While the G-20 joint statement did not specifically mention the China-led Asian Infrastructure Investment Bank, China steadily heightened its presence at the meeting of finance ministers and central governors in Washington.
During the meeting, Chinese delegates made remarks about the new international financial institution that China is going to establish under its own initiative. According to sources who accompanied Finance Minister Taro Aso to the meeting, several countries, including China, mentioned the AIIB while discussing infrastructure investments.
Ali Babacan, deputy prime minister of Turkey and chair of the G-20 meeting, said at a press conference afterward that the AIIB and related issues had not been highlighted by G-20 countries as a whole.
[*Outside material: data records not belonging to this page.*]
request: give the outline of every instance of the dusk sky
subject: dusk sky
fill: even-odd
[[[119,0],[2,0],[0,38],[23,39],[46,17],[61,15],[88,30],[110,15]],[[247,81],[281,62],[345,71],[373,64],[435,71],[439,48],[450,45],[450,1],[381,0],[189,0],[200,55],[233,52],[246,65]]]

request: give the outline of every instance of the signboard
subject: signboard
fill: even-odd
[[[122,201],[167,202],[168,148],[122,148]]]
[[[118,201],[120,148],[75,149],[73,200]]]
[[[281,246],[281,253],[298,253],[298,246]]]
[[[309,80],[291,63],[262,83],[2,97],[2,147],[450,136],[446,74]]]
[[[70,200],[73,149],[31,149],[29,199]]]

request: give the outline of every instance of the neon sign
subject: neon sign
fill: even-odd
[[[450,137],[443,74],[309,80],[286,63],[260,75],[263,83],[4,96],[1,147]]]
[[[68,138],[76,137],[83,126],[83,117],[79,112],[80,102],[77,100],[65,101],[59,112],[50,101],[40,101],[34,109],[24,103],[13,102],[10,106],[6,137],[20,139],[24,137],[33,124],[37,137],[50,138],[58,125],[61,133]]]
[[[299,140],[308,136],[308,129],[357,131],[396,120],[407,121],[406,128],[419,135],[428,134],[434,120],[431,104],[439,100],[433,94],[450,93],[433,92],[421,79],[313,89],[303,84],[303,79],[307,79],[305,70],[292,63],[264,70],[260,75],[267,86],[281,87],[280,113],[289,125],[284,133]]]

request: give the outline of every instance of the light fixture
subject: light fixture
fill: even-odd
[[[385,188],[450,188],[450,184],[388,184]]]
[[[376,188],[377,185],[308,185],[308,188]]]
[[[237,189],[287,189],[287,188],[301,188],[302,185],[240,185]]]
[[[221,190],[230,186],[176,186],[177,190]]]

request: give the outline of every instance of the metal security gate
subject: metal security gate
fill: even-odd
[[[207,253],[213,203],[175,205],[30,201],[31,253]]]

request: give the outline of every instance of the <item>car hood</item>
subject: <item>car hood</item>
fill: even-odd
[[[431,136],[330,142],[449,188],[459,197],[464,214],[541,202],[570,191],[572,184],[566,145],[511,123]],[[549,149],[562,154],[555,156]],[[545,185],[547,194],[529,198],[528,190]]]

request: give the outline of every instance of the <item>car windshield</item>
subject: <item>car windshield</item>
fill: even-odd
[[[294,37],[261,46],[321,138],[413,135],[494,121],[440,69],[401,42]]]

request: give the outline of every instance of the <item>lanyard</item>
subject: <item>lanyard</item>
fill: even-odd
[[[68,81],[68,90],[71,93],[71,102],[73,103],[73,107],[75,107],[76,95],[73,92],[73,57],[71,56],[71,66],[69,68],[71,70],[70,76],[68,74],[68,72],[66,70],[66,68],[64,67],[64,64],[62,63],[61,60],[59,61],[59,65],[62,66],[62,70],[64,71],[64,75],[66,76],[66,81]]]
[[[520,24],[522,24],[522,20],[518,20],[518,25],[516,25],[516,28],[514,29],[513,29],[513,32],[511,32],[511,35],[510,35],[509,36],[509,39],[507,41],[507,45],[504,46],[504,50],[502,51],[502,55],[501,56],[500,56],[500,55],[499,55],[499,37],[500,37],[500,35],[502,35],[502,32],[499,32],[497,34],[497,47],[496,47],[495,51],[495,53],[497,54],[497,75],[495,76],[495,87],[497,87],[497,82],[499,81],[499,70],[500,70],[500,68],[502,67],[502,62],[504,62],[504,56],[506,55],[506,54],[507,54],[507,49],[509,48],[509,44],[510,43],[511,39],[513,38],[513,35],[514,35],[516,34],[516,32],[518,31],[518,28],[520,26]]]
Though the joint statement did not mention the AIIB, politicians of many other countries spoke favorably about the establishment of the bank outside the framework of the G-20 meeting.
Emerging economies saw the AIIB positively. An official from a group of 24 emerging and developing countries mainly in Africa and Asia said they are looking forward to its establishment.
G-20 joint statements are not issued unless all the member countries agree on the content. Within the G-20 meeting, China mentioned the AIIB only when infrastructure investments were discussed.
Japan and the United States were able to avoid a situation whereby establishment of the AIIB might be given legitimacy by the G-20, and the outcome can therefore be seen as a success to some extent for the two countries.